Primero, adiestran líderes políticos de derecha o ultraderecha, opuestos a gobiernos progresistas o izquierdizantes, en principios de “buena gobernanza” para luego enseñar “buenas prácticas” a jueces, fiscales (sí, ahora el Poder Judicial importa) y parlamentarios (en una democracia, también hay que incluir al Poder Legislativo), sin olvidar a periodistas y propietarios de grandes medios controlados por grupos económico-políticos del mismo tinte.
¿Qué son estos principios? Naturalmente los que mantienen incólume al capitalismo: apertura del mercado para las transnacionales, privatización de empresas, desregulación laboral (nada con sindicatos), promoción del mercado financiero, liberalización de las tierras.
Y nada de aborto por violación ni aborto libre, por cierto; el aumento de la población, importa.
Sobre todo, en el caso de Brasil, nada de lo que los brasileros necesitan y que los gobiernos progresistas de Luis Ignacio da Silva (Lula) y Dilma Rousseff habían prometido y comenzado a darles. En suma, hoy tienen todo un programa tipo Chicago Boys fuertemente defendido y pregonado por los grandes grupos mediáticos como O Globo en el caso de ese país.
Pero no todo es culpa del imperio ni de la derecha. La izquierda debe reconocer la suya. El pueblo brasilero percibió que no se cumplieron esas promesas, aunque la verdad es que no siempre se puede, porque en democracia no se hace lo que el Presidente quiere o ha prometido, sino lo que el Congreso y las alianzas permiten.
Pese a que Lula sacó de la extrema pobreza a 40 millones de brasileros, no logró hacer todos los cambios deseados. Frenó la ola privatizadora, pero no cambió sustancialmente el modelo económico neoliberal.
Con Dilma, que debió enfrentar una caída de la economía mundial y transar con la derecha en algún momento de su período, se suspendió la lenta reforma agraria comenzada por Lula y demarcación de tierras indígenas. Y a ambos se les fue de las manos la corrupción en su partido y entre sus funcionarios, que nadie podría negar. Sobre todo la corrupción, que es el mal que aflige a los políticos hoy en Brasil y en el mundo.
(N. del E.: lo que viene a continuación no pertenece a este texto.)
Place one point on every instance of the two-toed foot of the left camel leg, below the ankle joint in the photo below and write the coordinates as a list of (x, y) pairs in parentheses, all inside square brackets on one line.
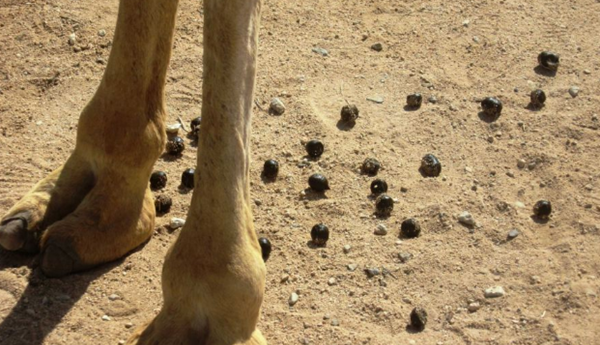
[(78, 217)]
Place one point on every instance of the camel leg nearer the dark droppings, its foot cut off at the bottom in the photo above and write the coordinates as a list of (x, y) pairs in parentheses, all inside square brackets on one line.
[(213, 277)]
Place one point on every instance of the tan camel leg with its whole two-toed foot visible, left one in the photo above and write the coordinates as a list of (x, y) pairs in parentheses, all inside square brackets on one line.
[(97, 206)]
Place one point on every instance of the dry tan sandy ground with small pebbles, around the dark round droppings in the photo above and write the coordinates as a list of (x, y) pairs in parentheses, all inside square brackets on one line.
[(459, 52)]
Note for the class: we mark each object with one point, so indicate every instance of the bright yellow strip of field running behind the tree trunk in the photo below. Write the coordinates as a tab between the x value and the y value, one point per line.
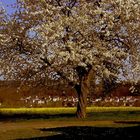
62	110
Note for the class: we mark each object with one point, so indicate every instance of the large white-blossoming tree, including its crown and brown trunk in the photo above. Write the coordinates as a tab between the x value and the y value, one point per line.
73	40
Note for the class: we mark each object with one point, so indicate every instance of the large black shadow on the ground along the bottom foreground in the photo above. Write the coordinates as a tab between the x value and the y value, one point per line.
89	133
Todo esto, bocineado y amplificado hasta el último rincón del Amazonas por los medios poderosos, hizo que una parte de la población votara en estas últimas elecciones rabiosamente contra el Partido de los Trabajadores y su candidato.
Latinoamericanos y chilenos quedamos enfrentados a esta nueva fase de la arremetida contra los gobiernos progresistas. Porque lo de Brasil nos salpica.
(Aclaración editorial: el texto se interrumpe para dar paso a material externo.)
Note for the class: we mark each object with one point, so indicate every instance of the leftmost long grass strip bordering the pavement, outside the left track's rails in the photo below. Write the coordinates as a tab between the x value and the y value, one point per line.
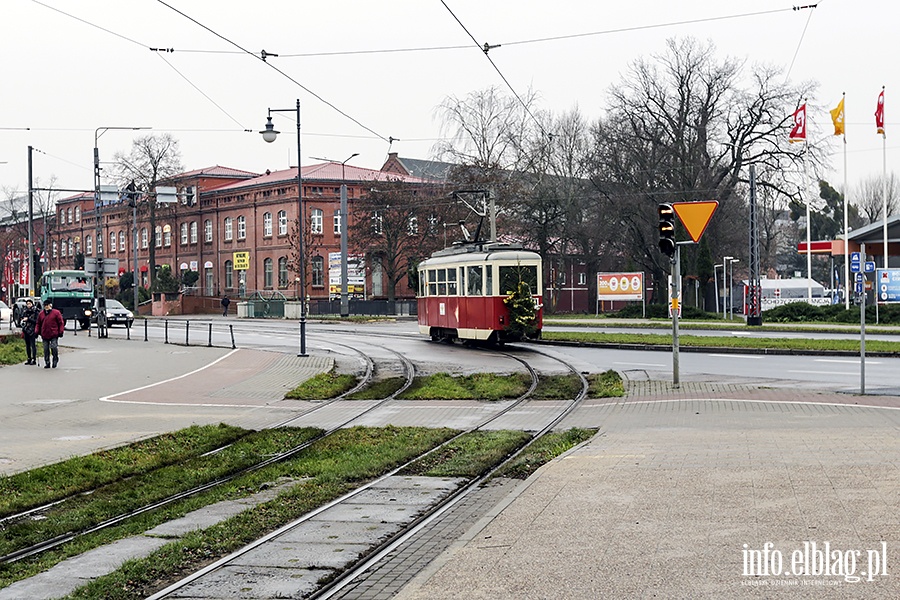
51	483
Hoy los brasileros tienen de Presidente un ex capitán torturador, viudo de la dictadura militar, con un pobre desempeño en el Parlamento, que gobernará con militares y evangélicos.
Que repartirá armas para que se mate a los delincuentes sin juicio previo y todos los demás ingredientes de un nuevo fascismo que ya ha contagiado a países de Europa (Italia, Polonia, Hungria, Austria), del Medio Oriente (Turquía) y hasta Oceanía (Filipinas), sin contar los movimientos neonazis que crecen en Alemania y países nórdicos.
Las izquierdas tendremos un buen rato para rehacernos. Expiaremos nuestras culpas dejando atrás el mal financiamiento de la política y aprendiendo (a golpes) a recuperar nuestros votantes reconociendo qué es lo que hoy piden. Pero sin olvidar de recordarles nuestros principios de solidaridad y nuestra meta de bienestar para todos, no sólo para unos pocos.